Lima Barreto, citant Jacques Bossuet, a déclaré que « le véritable but de la politique était de rendre les gens heureux ; le vrai but de la politique des politiciens de Bruzundanga est de rendre le peuple malheureux ». Mais ce n'est pas seulement dans sa République imaginaire que de telles choses se produisent, malgré tous les progrès économiques, sociaux, éducatifs, technologiques et institutionnels qu'a connus le Brésil tout au long du XXe siècle, à la fin de la deuxième décennie du XXIe siècle de la nous sommes confrontés à des problèmes sociaux récurrents et aux mêmes pratiques politiques qui existent dans ce Brésil lointain où Lima Barreto a vécu et produit son œuvre littéraire. Et en ce moment brûlant de notre histoire, une telle permanence répond au nom du gouvernement Bolsonaro, dont la politique de lutte contre la pandémie provoquée par le coronavirus, va bien au-delà du mécontentement du peuple, elle est génocidaire !

*Maria Saleté Magnoni, Docteur en littérature brésilienne de l'USP, est professeur d'histoire au Réseau de l'État de São Paulo

Notes:

[I] BARRÉTO, Lima. Foires et Mafuás. São Paulo : Brasiliense, 1961. p.257.

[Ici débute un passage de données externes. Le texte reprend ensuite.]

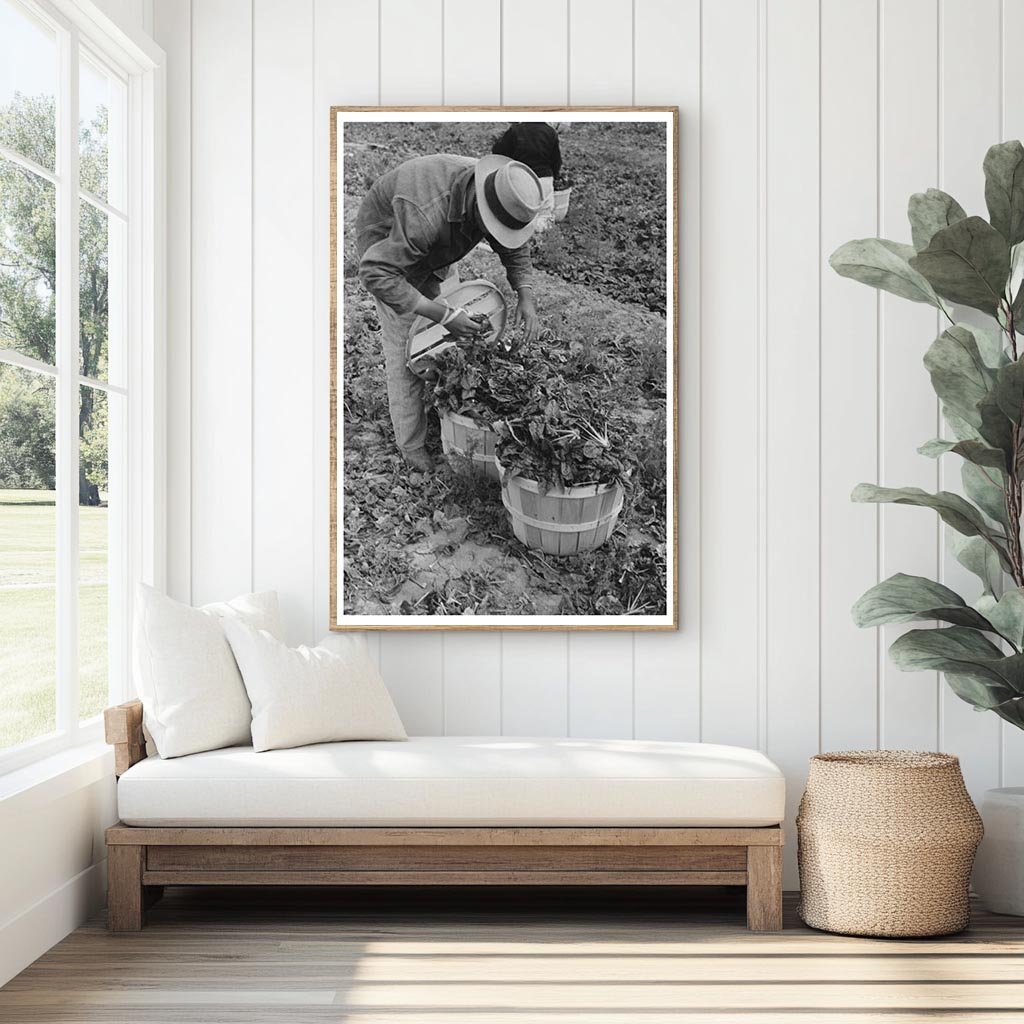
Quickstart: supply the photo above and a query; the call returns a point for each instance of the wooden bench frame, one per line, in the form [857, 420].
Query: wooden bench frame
[142, 860]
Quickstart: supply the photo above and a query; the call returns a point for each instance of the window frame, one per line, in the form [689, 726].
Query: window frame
[139, 64]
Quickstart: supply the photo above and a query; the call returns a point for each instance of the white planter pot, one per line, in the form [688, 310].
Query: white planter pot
[998, 868]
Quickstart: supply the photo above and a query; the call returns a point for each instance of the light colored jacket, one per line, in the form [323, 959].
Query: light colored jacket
[415, 222]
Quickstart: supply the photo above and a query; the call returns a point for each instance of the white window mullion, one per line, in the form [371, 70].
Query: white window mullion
[68, 400]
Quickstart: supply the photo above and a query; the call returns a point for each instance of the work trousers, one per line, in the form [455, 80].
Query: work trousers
[404, 390]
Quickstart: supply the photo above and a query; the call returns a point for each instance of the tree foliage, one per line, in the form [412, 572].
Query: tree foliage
[28, 294]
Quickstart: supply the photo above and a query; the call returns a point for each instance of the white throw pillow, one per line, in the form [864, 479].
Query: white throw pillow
[309, 694]
[193, 695]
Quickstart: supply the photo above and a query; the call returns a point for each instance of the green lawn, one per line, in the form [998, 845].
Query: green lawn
[28, 613]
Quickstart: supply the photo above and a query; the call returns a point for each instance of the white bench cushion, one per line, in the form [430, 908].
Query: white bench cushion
[459, 780]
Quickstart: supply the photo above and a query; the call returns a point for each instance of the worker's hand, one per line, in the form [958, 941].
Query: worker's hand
[525, 313]
[468, 327]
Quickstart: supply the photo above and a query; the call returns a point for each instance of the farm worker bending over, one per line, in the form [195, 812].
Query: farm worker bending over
[413, 225]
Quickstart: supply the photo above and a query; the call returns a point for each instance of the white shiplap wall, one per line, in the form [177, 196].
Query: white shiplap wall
[804, 123]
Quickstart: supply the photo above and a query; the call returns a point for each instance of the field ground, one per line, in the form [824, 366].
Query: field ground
[28, 613]
[442, 545]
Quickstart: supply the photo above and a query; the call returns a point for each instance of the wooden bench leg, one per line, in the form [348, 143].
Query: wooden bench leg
[125, 898]
[764, 888]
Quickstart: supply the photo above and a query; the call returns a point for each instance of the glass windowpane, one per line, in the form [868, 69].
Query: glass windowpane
[101, 99]
[28, 85]
[100, 295]
[28, 556]
[94, 537]
[28, 263]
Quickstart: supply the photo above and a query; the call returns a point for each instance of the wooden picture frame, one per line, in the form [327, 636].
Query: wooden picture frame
[636, 609]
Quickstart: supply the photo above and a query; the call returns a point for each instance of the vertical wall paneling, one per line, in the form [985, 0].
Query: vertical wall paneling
[221, 300]
[969, 113]
[908, 79]
[344, 52]
[412, 62]
[792, 384]
[413, 665]
[536, 699]
[284, 339]
[667, 666]
[600, 701]
[412, 58]
[535, 52]
[172, 26]
[473, 684]
[601, 73]
[849, 373]
[472, 660]
[472, 52]
[600, 51]
[1012, 117]
[729, 285]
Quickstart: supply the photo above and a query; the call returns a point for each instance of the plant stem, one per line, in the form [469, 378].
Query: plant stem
[1013, 489]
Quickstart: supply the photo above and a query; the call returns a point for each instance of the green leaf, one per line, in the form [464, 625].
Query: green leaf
[961, 429]
[973, 451]
[930, 212]
[905, 598]
[958, 373]
[977, 556]
[968, 263]
[1007, 614]
[952, 509]
[983, 694]
[985, 487]
[882, 263]
[989, 344]
[1009, 390]
[1004, 168]
[995, 427]
[965, 652]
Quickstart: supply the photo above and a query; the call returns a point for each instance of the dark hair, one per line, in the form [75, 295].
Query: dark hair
[534, 143]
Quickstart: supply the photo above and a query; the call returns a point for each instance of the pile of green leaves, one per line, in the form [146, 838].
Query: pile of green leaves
[482, 381]
[978, 375]
[552, 406]
[559, 444]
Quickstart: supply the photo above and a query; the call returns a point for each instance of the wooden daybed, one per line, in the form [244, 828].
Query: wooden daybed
[181, 849]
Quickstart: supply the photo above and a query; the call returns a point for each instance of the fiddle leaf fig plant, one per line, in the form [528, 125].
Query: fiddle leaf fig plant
[978, 375]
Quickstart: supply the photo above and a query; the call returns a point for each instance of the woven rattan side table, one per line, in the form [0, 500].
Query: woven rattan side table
[886, 841]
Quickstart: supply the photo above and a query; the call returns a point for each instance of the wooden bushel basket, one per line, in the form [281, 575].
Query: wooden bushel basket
[466, 439]
[428, 340]
[565, 520]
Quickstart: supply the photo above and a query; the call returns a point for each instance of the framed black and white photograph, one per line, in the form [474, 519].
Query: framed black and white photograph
[504, 368]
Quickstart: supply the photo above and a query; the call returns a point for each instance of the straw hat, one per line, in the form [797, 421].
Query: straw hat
[510, 197]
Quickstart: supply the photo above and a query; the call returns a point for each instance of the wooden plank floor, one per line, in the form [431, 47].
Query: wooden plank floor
[499, 956]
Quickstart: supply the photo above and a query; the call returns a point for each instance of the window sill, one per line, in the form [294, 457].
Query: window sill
[54, 776]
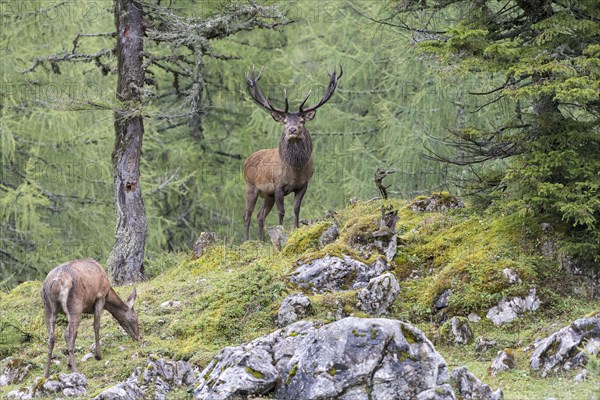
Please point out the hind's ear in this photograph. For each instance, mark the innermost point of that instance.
(309, 115)
(279, 117)
(131, 299)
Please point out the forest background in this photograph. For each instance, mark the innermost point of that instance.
(392, 105)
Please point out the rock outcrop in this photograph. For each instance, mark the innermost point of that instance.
(504, 361)
(468, 386)
(378, 296)
(437, 202)
(331, 273)
(330, 234)
(63, 385)
(158, 378)
(456, 331)
(293, 308)
(509, 310)
(354, 358)
(204, 241)
(14, 371)
(567, 347)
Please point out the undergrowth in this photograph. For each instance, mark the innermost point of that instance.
(190, 308)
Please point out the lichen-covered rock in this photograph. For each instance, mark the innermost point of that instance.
(67, 385)
(468, 386)
(378, 296)
(330, 234)
(567, 347)
(504, 361)
(204, 241)
(157, 379)
(278, 236)
(123, 391)
(437, 202)
(293, 308)
(509, 310)
(511, 276)
(443, 299)
(580, 377)
(14, 371)
(482, 345)
(332, 273)
(456, 331)
(354, 358)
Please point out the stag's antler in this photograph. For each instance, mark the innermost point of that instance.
(257, 95)
(333, 78)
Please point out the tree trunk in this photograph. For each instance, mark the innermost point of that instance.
(126, 260)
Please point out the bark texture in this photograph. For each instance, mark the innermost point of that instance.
(126, 260)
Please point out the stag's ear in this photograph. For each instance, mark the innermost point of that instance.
(131, 299)
(279, 117)
(309, 115)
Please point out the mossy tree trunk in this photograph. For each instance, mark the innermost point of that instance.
(126, 260)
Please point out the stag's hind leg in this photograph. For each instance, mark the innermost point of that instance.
(50, 316)
(298, 196)
(262, 214)
(70, 336)
(279, 195)
(251, 197)
(98, 307)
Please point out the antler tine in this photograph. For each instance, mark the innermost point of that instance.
(305, 99)
(257, 95)
(259, 73)
(333, 78)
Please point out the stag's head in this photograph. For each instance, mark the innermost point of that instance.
(293, 121)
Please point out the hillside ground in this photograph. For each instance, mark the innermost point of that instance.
(231, 294)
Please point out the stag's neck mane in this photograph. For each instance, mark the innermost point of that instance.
(295, 153)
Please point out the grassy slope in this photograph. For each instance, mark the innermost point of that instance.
(231, 294)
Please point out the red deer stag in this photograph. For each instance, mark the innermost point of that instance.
(81, 286)
(275, 173)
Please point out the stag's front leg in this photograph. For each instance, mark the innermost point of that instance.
(98, 307)
(50, 324)
(297, 203)
(262, 214)
(279, 195)
(251, 197)
(70, 336)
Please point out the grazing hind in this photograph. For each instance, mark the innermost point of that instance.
(81, 286)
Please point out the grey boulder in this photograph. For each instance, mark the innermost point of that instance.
(470, 387)
(14, 371)
(378, 296)
(567, 347)
(332, 273)
(457, 331)
(509, 310)
(293, 308)
(504, 361)
(157, 379)
(67, 385)
(354, 358)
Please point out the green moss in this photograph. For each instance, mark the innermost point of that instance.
(302, 240)
(409, 335)
(291, 374)
(232, 292)
(255, 373)
(358, 334)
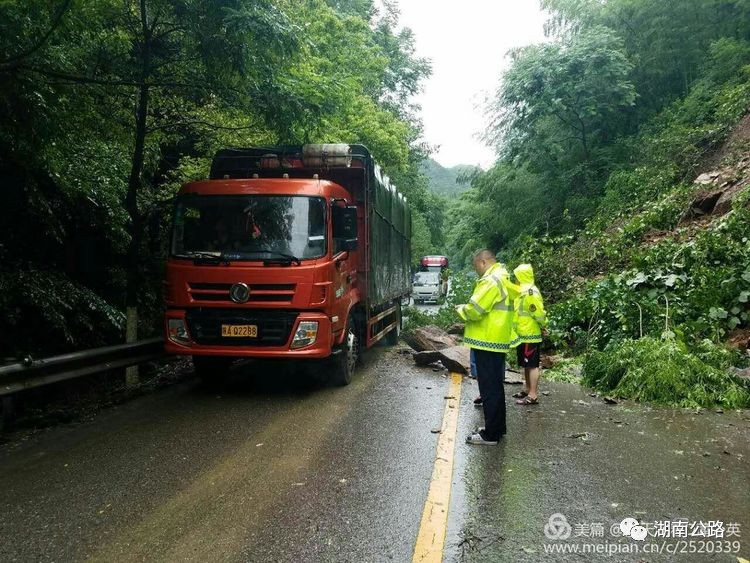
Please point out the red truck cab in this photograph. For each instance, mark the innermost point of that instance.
(275, 257)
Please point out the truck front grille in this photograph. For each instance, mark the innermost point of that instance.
(274, 327)
(259, 292)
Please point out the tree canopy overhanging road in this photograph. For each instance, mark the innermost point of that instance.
(253, 178)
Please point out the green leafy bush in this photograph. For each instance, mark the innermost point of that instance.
(67, 315)
(663, 371)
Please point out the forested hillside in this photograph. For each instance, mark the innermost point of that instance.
(617, 177)
(450, 181)
(106, 107)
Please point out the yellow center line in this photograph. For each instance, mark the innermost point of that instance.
(432, 530)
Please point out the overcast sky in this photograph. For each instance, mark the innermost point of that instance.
(467, 41)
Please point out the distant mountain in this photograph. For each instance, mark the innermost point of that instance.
(442, 180)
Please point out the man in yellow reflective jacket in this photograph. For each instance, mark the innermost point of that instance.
(488, 318)
(529, 325)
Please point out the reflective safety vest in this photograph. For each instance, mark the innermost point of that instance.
(530, 317)
(489, 313)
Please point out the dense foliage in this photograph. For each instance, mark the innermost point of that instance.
(107, 106)
(600, 132)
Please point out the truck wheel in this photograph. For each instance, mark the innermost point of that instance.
(345, 361)
(213, 371)
(391, 339)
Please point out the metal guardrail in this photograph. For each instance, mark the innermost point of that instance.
(35, 373)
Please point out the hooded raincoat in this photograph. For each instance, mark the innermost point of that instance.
(489, 312)
(530, 317)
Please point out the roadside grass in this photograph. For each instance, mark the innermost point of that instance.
(665, 372)
(567, 370)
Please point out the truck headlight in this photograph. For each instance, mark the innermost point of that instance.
(178, 331)
(306, 334)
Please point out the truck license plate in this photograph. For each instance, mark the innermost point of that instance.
(240, 331)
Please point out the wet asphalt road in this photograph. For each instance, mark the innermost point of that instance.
(277, 468)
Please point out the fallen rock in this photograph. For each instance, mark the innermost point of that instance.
(724, 203)
(455, 358)
(457, 328)
(430, 338)
(706, 178)
(702, 204)
(548, 361)
(513, 377)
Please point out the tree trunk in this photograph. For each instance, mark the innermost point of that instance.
(131, 200)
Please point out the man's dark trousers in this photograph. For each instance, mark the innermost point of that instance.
(491, 377)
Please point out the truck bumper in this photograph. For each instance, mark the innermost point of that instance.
(321, 348)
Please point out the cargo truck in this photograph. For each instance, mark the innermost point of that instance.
(290, 253)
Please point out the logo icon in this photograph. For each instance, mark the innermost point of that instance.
(239, 293)
(632, 529)
(557, 528)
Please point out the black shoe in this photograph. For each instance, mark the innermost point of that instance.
(479, 439)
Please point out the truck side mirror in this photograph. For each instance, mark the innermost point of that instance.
(345, 226)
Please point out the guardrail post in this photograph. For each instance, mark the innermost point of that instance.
(6, 411)
(132, 377)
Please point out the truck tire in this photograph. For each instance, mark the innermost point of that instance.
(213, 371)
(391, 339)
(344, 363)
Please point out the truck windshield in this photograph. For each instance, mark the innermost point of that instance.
(249, 227)
(427, 278)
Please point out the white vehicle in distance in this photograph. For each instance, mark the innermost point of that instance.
(427, 286)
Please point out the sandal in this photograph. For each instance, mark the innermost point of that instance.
(527, 401)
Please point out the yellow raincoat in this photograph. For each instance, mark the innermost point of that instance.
(530, 317)
(489, 312)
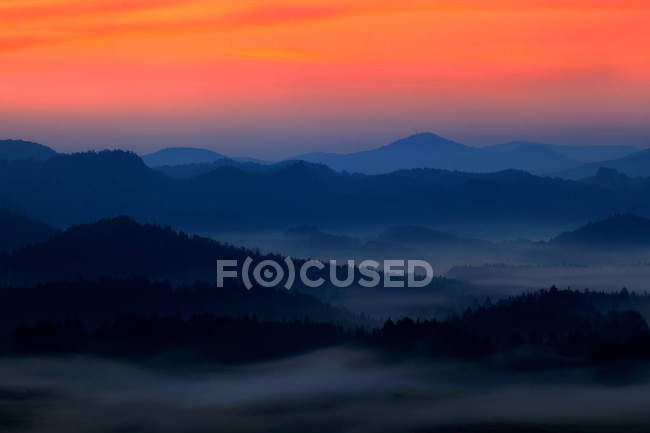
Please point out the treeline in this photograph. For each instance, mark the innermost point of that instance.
(560, 326)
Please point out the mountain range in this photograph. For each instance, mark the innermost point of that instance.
(69, 189)
(13, 150)
(425, 150)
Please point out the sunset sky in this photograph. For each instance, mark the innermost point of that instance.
(276, 78)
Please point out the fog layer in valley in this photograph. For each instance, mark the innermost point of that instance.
(332, 390)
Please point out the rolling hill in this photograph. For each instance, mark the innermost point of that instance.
(428, 150)
(12, 150)
(70, 189)
(17, 230)
(617, 231)
(181, 156)
(634, 165)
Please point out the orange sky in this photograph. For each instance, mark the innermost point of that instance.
(273, 78)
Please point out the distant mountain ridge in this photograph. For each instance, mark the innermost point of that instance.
(69, 189)
(636, 164)
(17, 230)
(428, 150)
(620, 230)
(13, 150)
(181, 156)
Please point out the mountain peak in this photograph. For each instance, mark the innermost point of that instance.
(181, 156)
(423, 140)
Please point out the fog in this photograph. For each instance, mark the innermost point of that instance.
(338, 389)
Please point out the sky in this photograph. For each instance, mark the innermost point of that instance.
(276, 78)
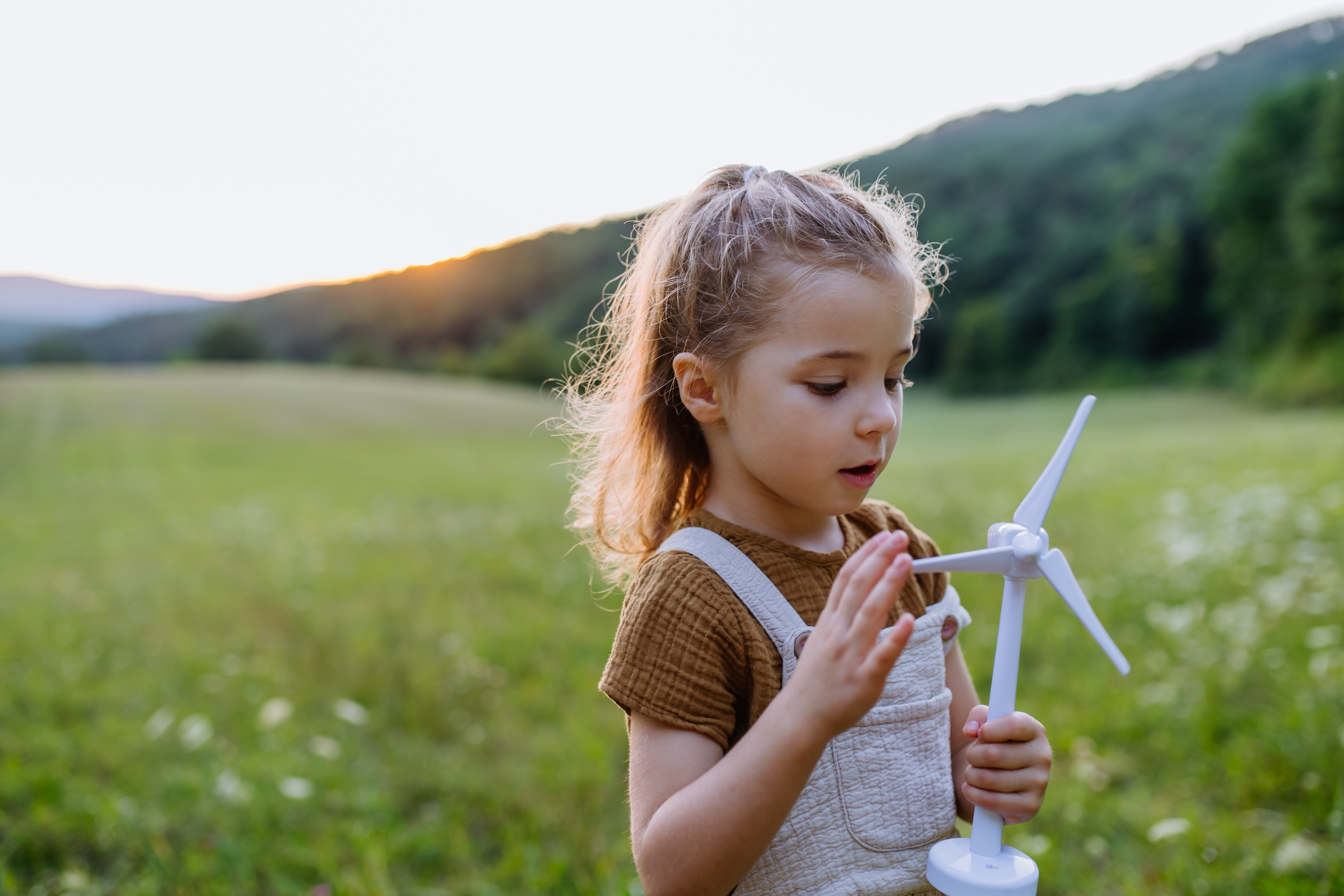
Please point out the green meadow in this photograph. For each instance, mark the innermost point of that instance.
(306, 631)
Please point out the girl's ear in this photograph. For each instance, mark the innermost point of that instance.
(698, 386)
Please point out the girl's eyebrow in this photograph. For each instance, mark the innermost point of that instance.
(837, 355)
(850, 355)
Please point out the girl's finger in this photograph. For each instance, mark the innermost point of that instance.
(1015, 726)
(1007, 782)
(842, 582)
(867, 576)
(853, 563)
(1010, 805)
(889, 649)
(1007, 756)
(975, 721)
(876, 610)
(863, 580)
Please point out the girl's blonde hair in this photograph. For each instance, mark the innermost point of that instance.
(698, 281)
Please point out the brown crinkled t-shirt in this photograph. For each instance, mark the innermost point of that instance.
(691, 655)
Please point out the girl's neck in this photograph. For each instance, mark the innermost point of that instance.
(792, 526)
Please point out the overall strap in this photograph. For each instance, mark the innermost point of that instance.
(753, 588)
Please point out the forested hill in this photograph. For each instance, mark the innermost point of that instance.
(1087, 234)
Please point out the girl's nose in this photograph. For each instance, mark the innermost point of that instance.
(880, 417)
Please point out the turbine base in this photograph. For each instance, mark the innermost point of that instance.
(956, 871)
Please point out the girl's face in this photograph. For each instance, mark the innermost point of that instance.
(814, 410)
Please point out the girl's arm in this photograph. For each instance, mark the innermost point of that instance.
(699, 817)
(1001, 765)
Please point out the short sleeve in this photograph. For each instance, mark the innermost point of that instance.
(956, 621)
(679, 655)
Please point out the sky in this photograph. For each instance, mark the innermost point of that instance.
(234, 148)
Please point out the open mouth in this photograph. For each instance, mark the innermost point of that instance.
(861, 476)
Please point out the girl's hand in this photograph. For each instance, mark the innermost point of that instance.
(1010, 765)
(843, 668)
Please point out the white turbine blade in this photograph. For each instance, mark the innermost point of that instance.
(1062, 578)
(1031, 512)
(990, 561)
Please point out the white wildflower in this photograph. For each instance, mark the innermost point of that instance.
(1169, 828)
(296, 788)
(232, 788)
(195, 731)
(1295, 854)
(324, 748)
(159, 723)
(1323, 637)
(275, 711)
(350, 711)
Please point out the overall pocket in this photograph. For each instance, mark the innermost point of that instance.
(894, 772)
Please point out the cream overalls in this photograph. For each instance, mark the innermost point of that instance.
(881, 796)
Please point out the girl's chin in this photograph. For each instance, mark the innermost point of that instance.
(861, 480)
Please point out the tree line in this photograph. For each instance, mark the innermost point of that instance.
(1187, 229)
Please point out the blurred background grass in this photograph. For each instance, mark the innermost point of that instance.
(272, 629)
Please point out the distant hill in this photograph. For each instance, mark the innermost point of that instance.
(1081, 228)
(33, 300)
(34, 308)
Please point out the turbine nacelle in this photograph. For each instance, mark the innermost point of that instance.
(1021, 550)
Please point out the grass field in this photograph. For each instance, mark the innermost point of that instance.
(265, 631)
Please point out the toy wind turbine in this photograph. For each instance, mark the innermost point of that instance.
(1018, 551)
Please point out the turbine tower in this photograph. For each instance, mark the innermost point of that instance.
(1018, 551)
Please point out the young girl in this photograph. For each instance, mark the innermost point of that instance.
(744, 397)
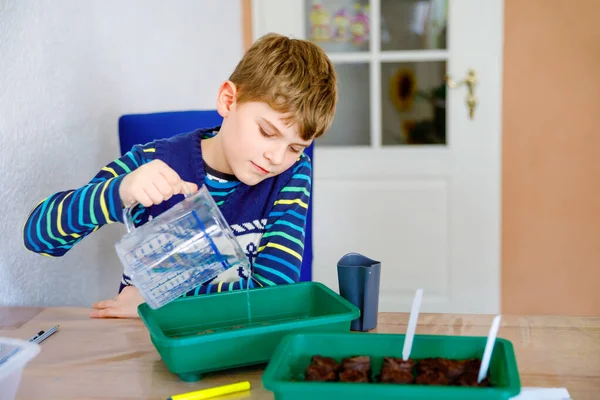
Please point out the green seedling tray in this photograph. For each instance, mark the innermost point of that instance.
(207, 333)
(284, 375)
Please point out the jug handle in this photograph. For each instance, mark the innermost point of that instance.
(128, 219)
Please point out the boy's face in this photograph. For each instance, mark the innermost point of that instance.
(256, 143)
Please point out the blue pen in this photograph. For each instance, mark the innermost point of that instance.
(37, 338)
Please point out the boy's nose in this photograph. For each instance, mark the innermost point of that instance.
(275, 156)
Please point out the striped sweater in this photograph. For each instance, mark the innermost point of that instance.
(267, 219)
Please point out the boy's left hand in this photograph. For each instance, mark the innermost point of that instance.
(123, 306)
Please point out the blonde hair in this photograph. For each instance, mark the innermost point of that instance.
(292, 76)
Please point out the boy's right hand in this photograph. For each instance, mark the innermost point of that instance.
(153, 183)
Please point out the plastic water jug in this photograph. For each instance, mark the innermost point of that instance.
(182, 248)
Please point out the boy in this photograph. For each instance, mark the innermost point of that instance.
(280, 97)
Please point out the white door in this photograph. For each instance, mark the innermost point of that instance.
(405, 176)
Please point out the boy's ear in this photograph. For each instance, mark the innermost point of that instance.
(226, 98)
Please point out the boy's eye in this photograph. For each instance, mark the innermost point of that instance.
(264, 133)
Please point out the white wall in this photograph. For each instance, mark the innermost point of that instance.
(68, 70)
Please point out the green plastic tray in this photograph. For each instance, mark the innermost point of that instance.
(284, 375)
(207, 333)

[Ii] BARBOSA, Francisco de Assis. La vie de Lima Barreto. Belo Horizonte : Itatiaia ; São Paulo : EDUSP, 1988.p. 241.

[Iii] ANTOINE, Jean. Épreuves et ivresse du pendentif Afonso Henriques de Lima Barreto. Rio de Janeiro : Civilização Brasileira, 1.977.

[Iv]  À partir de là, toutes les citations entre guillemets proviennent de BARRETO, Lima. Les Bruzundanga. São Paulo : Brasiliense, 1961.